View these books as a mental toolkit, a compendium of ideas from philosophers, psychologists, scientists, and economists. Tools to help one make better decisions and to become aware of what sort of “thinking errors” are most common. Some ideas have been around for ages (from Seneca, Boethius, and other Stoics), but he also includes modern theories by Daniel Kahnemann, Warren Buffett, and Charlie Munger, to name just a few.
Just as you don’t need every tool in a well-stocked toolbox, you probably won’t need each one of these mental tools. I don’t agree with each and every one either, but they will certainly make you analyze how you make decisions or behave in certain ways.
For example, he describes why something called Base-Rate Neglect is one of the most common ‘thinking errors’ around. This basically means that if you present someone with base rate (general) information and with specific information, they tend to focus more on the specific. Dobelli explains Gambler’s Fallacy, Social Loafing (why people don’t give 100% when they are working on a team), Conjunction Fallacy, Action Bias, Counterproductivity, End of History Illusion (this was interesting, I’d never really thought about that before), Duration Neglect (how your memory works in regard to past experiences), and why a sense of purpose and pleasure is essential. Do you really have to have an opinion about everything? Accumulation of knowledge does not equal wisdom and 90% of everything is crap. (Since I’m writing about them, I’m obviously placing Dobelli’s books in the other 10%...)
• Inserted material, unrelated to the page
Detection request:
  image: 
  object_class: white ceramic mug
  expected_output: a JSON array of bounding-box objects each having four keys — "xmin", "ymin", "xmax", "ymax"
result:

I could go on and on, chapter by chapter, but people should have their own toolkits. Be prepared to invest in both books though; once you read one, you’ll want the other one too. And it’s not just dry theory. Dobelli spices up these mental tools with anecdotes and examples from real life, making them easily understandable, and often quite amusing. One of my favourite anecdotes is the one about Max Planck and his Chauffeur, to explain what real knowledge is all about.
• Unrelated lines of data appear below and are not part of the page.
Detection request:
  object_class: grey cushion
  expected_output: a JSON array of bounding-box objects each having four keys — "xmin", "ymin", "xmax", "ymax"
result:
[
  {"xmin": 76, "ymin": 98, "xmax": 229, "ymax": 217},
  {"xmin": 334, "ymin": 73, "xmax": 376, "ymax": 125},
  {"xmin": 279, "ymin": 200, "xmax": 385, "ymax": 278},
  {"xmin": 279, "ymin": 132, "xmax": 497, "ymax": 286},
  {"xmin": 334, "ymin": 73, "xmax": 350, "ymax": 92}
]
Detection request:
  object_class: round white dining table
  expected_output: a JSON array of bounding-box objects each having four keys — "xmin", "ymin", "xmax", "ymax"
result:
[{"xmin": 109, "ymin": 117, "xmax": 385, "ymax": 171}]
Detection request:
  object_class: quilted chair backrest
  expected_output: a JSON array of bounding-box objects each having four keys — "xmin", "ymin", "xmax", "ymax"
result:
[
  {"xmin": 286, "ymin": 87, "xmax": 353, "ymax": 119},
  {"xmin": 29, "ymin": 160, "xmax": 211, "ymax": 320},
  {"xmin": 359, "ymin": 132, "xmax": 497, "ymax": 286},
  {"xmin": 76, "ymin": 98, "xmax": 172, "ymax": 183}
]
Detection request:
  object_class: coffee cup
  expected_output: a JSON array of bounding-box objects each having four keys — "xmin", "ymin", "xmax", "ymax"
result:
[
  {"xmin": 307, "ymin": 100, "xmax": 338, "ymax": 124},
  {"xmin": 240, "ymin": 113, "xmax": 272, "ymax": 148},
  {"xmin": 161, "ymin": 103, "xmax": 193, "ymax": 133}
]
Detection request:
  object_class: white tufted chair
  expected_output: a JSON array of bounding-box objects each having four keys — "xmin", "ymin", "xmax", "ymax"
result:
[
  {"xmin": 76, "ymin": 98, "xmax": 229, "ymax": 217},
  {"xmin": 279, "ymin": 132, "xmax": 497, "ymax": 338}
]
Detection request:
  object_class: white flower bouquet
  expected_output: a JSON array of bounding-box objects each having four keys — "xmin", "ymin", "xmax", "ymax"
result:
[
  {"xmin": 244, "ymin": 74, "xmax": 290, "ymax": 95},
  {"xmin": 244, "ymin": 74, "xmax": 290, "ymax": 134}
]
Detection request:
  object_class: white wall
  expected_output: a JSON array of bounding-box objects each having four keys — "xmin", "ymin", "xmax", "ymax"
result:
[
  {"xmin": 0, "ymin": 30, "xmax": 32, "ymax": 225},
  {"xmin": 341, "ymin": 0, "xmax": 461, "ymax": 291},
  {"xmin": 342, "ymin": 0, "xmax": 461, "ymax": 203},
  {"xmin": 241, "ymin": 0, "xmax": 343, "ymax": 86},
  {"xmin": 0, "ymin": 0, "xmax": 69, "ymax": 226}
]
I did, however, find one problem with these books. But no panic, I have the solution as well!
Ideally one should read a chapter and then think about if and how this ‘tool’ could be used in your own life. However, the next chapter sounds so interesting and you think, well, I’ll just read this one too and then think about it. Before you know it, you’ve finished the entire book in one swoop and can’t remember all the stuff you were supposed to think about. (I’m not the only one this has happened to, I asked others who have read the book, and they all did this.)
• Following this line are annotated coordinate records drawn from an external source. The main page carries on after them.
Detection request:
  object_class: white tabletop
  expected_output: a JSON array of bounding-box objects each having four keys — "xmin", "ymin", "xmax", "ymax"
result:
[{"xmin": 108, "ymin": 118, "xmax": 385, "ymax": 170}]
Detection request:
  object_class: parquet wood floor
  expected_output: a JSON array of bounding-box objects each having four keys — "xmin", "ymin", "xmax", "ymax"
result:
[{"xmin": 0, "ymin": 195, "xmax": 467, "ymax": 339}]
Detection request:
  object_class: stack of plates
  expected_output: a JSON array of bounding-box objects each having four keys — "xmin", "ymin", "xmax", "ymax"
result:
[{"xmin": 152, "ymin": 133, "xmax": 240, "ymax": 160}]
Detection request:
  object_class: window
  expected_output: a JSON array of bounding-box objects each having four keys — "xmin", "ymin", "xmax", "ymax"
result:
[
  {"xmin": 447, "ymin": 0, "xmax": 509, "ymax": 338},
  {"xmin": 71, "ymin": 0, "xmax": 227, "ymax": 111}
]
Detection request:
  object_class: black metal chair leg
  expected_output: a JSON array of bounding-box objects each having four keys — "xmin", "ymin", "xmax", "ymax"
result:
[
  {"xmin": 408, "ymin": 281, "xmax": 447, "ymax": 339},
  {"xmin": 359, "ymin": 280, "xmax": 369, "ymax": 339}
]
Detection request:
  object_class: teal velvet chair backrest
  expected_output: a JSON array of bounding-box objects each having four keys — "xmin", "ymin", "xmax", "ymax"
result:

Go ahead and read it cover to cover without feelings of guilt. You won’t be able to stop reading anyway. (and since this is one of those things you cannot change, just have the serenity to accept the fact… :-D) Then go back and read it again. This time you will have more patience and motivation to ponder the issues. In fact, in one of his essays, Dobelli writes that a good book should be read twice. (Possibly he meant his own…?)
Rolf Dobelli’s books have been translated from German into 40 languages (including Finnish!) so there’s a good chance you’ll find this toolkit in your native language too!